I seriously love Wuthering Heights. I found it weird the first time I read it, since I had heralded to me as "a great romance" - I was weirded out as all hell when Catherine died halfway through the book! I don't actually really think it's a romance, and I'm certainly not one of those extremely strange women who have the hots of Heathcliff. I think he's vile and abusive. But what I love about Wuthering Heights is the intensity, isolatedness and introvertedness of the whole novel. I enjoy seeing the intense emotions play out in such a constricted setting, and the sort of "personal gothic" tones.

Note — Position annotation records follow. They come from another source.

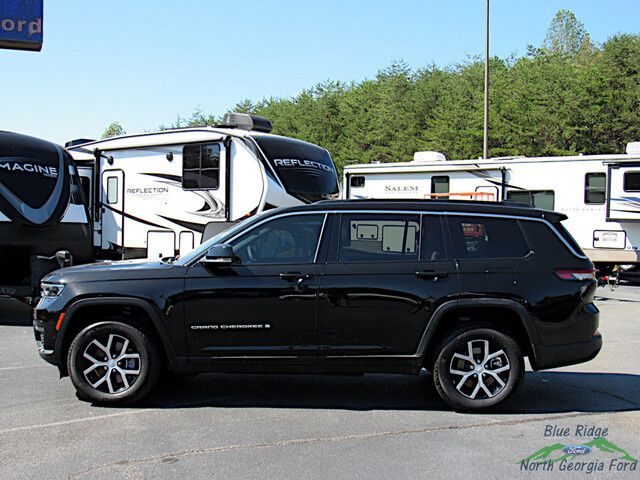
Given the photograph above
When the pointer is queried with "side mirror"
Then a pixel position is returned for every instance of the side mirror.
(219, 255)
(64, 258)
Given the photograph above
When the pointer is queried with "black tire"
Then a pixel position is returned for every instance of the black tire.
(466, 392)
(118, 387)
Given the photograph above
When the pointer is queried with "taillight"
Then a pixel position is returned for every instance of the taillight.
(576, 274)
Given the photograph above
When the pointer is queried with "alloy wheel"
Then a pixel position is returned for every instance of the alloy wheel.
(480, 369)
(111, 363)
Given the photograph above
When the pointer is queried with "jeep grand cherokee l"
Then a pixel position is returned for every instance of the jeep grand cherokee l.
(466, 290)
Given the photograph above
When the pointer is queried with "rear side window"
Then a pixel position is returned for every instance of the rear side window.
(567, 236)
(379, 238)
(544, 199)
(480, 237)
(546, 242)
(432, 239)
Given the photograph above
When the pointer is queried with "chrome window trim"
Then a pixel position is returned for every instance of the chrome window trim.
(412, 212)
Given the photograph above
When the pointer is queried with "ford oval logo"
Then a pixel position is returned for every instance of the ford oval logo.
(577, 450)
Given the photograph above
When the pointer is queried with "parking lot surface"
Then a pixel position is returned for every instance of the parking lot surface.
(284, 426)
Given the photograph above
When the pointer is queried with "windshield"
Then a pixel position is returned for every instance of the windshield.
(221, 237)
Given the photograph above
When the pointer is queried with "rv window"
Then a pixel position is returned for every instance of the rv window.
(594, 188)
(440, 184)
(85, 183)
(379, 238)
(544, 199)
(357, 181)
(632, 182)
(201, 167)
(112, 190)
(477, 237)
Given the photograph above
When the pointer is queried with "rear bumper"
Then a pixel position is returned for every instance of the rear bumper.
(552, 356)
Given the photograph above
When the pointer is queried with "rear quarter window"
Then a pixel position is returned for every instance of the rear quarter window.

Wuthering Heights is definitely a novel that improves upon rereading. I most enjoyed it last year when I wrote an essay exploring nature of Heathcliff and Catherine's obsessive relationship.
I think it _is_ a Romance (albeit a dark one), just in the sense of the Romantic movement, not necessarily the mushy lovey stuff. 'Cause yeah, even when people _are_ in love in WH there's no mushiness. Poe is dark and gothic but his stuff is Romantic, too.
And I do agree with you about it improving upon rereading. I already think it's so much better than I did the first time I read it. But I think I really was too young to appreciate it the first time I tried (probably my early teens). So maybe if and when I get around to picking it up a third time I will start to truly _like_ it.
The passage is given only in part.